Il futuro, allora, sarà da costruire su rapporti di collaborazione e partnership con case di cura, Rsa, smart clinic, Case di comunità. Imperniati sull’offerta di servizi che favoriscano l’aderenza terapeutica (cronicità, deblistering), sull’integrazione con altri professionisti della salute (dentisti, ottici, infermieri, biologi), sull’adesione a progetti regionali o nazionali di prevenzione, sullo sviluppo di servizi di telemedicina sempre più evoluti.

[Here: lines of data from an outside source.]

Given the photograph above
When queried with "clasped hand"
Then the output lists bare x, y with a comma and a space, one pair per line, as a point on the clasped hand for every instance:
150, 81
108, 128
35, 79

In conclusione, è arrivato senz’altro il momento di chiedersi se non stia diventando perdente pensare a una catena nazionale di farmacie orientata al consumer health e modellata sui canoni del consumo di massa. Una catena assemblata comprando e ribrandizzando, con grandi investimenti, farmacie da Trieste a Catania come se l’insegna fosse veramente motivo di scelta tra una farmacia e l’altra (nonostante dicano il contrario tutte le survey fatte sul consumatore finora, l’ultima di Doxa Pharma). Oppure, se non sia meglio ragionare su gruppi locali meno grandi ma integrati nel sistema regionale con l’obiettivo di diventare farmacie di comunità che lavorano sulla presa in carico del paziente, sull’aderenza alla terapia, sul supporto al paziente cronico e in definitiva sulla fiducia con il cliente-paziente, che non viene gestito solo da sofisticati meccanismi di Crm ma anche da farmacisti che lo conoscono personalmente. Intanto, aspettiamo con curiosità i bilanci 2023 di catene e network.